For PanelMatch, remember to pass the placebo result via pre_obj:

panel <- PanelMatch::PanelData(sim, "id", "t", "d", "y")
pm    <- PanelMatch::PanelMatch(panel.data = panel, lag = 4, lead = 0:6,
                                refinement.method = "ps.match",
                                size.match = 10, qoi = "att",
                                placebo.test = TRUE,
                                forbid.treatment.reversal = FALSE)
pe    <- PanelMatch::PanelEstimate(pm, panel.data = panel)
pl    <- PanelMatch::placebo_test(pm, panel.data = panel, plot = FALSE)

tidy_pm <- as_nabs_event_study(pe, pre_obj = pl)

Naive TWFE reference

For a visual baseline, fit a naive TWFE event study with fixest:

ref <- naive_twfe(sim, outcome = "y", treatment = "d",
                  unit = "id", time = "t",
                  lags = 4, leads = 6)

The reference is built from treatment changes (a distributed-lag specification), so it handles the on/off treatment simulated above rather than assuming a single absorbing onset.

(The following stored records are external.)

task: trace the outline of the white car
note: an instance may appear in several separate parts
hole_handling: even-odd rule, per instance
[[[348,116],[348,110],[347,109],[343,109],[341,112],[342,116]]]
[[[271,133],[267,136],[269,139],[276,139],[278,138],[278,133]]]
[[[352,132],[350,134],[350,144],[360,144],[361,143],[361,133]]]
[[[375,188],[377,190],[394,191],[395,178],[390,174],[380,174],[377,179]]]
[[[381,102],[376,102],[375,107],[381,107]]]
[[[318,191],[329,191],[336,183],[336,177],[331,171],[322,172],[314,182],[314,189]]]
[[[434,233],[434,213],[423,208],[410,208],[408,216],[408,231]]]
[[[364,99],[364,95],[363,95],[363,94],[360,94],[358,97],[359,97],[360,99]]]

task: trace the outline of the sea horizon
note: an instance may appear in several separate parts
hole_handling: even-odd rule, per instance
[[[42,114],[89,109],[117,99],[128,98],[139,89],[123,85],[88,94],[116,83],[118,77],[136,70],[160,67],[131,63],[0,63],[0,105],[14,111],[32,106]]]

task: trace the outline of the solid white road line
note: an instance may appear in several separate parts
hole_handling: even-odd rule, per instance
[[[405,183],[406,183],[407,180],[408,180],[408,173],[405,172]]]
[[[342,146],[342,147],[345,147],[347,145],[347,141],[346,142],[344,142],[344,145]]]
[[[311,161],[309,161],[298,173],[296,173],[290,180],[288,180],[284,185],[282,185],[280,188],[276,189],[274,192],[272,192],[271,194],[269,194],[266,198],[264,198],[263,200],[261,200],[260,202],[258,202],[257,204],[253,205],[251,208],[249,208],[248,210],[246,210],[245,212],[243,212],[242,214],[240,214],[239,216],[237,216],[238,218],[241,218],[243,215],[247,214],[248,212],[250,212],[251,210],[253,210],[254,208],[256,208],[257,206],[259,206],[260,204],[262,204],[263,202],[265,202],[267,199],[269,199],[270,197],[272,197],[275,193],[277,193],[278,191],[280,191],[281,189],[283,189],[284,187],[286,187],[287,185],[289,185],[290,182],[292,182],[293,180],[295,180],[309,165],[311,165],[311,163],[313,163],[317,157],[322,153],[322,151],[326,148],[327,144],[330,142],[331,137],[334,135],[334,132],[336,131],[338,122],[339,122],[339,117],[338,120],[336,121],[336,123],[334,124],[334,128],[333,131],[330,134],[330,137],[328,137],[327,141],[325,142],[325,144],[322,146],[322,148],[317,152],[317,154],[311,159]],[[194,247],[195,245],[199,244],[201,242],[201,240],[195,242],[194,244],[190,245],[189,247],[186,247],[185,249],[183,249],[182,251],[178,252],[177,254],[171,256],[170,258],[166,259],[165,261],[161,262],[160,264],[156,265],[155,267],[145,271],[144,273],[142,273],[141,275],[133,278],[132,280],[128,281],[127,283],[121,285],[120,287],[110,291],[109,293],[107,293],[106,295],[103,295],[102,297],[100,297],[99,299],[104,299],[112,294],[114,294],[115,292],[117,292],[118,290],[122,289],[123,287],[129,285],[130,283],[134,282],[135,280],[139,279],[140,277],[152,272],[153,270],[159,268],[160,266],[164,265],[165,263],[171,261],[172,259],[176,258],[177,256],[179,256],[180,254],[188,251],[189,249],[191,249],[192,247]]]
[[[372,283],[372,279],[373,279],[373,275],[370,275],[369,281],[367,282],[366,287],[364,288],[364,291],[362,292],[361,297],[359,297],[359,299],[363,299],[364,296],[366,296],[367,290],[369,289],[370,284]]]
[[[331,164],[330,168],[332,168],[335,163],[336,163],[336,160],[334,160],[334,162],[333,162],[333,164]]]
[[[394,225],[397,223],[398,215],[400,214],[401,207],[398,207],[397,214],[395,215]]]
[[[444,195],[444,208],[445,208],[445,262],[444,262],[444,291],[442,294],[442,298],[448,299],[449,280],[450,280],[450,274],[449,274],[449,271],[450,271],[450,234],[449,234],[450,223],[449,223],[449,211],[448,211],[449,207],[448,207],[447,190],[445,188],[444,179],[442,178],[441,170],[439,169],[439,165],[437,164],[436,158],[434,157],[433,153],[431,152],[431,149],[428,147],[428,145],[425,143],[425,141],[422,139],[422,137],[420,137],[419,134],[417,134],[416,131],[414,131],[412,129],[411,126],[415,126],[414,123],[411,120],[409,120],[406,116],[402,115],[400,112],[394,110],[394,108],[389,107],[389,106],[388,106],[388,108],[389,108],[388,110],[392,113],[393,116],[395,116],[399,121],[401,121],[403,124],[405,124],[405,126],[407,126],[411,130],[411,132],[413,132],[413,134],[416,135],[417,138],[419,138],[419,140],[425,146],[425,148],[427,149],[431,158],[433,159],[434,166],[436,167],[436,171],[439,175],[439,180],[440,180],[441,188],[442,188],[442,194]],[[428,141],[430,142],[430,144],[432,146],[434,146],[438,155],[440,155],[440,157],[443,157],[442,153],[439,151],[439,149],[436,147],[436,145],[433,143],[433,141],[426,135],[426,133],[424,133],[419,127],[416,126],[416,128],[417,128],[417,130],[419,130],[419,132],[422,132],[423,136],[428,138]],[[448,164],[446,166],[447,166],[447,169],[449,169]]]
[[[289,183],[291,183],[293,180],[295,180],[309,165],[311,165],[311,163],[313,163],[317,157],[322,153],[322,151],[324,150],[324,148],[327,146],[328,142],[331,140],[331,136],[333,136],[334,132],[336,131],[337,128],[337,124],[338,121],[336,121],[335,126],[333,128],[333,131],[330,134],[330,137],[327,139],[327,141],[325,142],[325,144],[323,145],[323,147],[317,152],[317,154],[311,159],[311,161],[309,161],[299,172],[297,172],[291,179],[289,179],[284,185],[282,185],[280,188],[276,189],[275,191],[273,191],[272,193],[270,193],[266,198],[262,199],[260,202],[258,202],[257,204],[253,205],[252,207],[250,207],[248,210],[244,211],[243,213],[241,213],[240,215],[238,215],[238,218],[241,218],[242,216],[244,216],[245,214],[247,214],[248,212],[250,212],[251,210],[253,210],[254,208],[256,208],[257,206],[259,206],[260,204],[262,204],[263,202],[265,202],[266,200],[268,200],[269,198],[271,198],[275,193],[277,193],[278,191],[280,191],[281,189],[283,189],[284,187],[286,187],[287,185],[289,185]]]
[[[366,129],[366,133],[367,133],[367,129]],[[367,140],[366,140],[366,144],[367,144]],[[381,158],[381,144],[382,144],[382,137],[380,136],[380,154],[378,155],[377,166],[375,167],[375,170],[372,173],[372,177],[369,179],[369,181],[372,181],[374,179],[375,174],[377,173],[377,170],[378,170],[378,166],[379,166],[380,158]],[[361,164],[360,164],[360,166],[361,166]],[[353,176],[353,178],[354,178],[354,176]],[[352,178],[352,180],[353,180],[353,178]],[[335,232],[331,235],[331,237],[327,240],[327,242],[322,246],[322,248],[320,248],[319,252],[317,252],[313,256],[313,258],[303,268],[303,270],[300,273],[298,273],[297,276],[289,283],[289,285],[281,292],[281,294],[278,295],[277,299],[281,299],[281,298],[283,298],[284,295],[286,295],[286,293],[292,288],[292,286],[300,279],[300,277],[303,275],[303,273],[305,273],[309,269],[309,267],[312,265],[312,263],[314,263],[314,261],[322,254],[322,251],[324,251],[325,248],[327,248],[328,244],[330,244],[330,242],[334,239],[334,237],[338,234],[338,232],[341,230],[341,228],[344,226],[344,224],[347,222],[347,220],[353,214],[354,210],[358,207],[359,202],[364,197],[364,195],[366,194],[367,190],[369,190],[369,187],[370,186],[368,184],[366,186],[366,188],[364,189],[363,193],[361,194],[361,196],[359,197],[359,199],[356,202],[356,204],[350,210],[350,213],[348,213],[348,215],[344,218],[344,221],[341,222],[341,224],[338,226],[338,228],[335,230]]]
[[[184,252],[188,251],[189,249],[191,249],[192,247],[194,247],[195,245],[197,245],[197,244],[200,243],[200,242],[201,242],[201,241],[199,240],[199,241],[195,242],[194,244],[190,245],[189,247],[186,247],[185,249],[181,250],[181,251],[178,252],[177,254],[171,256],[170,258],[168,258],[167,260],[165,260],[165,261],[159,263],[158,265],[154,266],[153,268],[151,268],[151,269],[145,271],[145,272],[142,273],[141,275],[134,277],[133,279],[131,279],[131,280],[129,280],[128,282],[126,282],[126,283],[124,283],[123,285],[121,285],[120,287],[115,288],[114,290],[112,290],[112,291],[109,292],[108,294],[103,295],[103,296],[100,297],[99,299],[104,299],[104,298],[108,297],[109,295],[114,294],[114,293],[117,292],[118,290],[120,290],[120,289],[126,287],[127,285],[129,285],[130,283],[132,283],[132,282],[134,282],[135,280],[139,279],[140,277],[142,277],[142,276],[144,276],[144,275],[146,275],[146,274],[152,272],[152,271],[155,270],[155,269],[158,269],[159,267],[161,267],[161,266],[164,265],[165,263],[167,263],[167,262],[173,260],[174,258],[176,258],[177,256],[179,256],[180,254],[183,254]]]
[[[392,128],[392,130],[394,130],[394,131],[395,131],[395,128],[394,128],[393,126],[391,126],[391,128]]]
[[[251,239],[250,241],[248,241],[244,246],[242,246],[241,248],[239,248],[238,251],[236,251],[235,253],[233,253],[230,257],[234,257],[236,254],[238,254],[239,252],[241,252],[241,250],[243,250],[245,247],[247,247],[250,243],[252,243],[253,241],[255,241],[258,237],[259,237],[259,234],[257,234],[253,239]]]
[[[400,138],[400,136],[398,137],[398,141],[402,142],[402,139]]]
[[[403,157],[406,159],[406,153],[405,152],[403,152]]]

It is still intended only as a reference: it is not robust to treatment-effect heterogeneity – which is the point. Showing it next to the robust estimators makes the correction visible.

Plot

nabs_event_plot(
  res_dcdh$tidy, res_pm$tidy, res_ife$tidy,
  reference = ref,
  xlim = c(-4, 6),
  ylim = c(-1, 2),
  ylab = "Effect on y"
)

The reference series is drawn in grey20 (configurable via reference_color) and dashed, so it sits visually behind the main estimators. Pre-treatment periods get round markers; post-treatment get triangles. Each method gets its own color pair; the default palette is patterned after the conventions in applied DCDH/PanelMatch papers, with red shades pre and blue/green post.

Schema

Every tidier returns a tibble with the same columns:

column type description
time int Relative period (0 = treatment onset).
estimate num Point estimate.
std.error num Standard error (may be NA).
conf.low num Lower CI bound.
conf.high num Upper CI bound.
window chr "pre" if time < 0, else "post".
method chr "DCDH", "PanelMatch", "IFE", "TWFE", or custom.
outcome chr Outcome variable name.

Anything you can coerce to a data frame with at least time and estimate columns can also flow through as_nabs_event_study(). This makes it easy to plug in additional estimators later – write a one-line method that pulls the right slots, and the plotting code keeps working.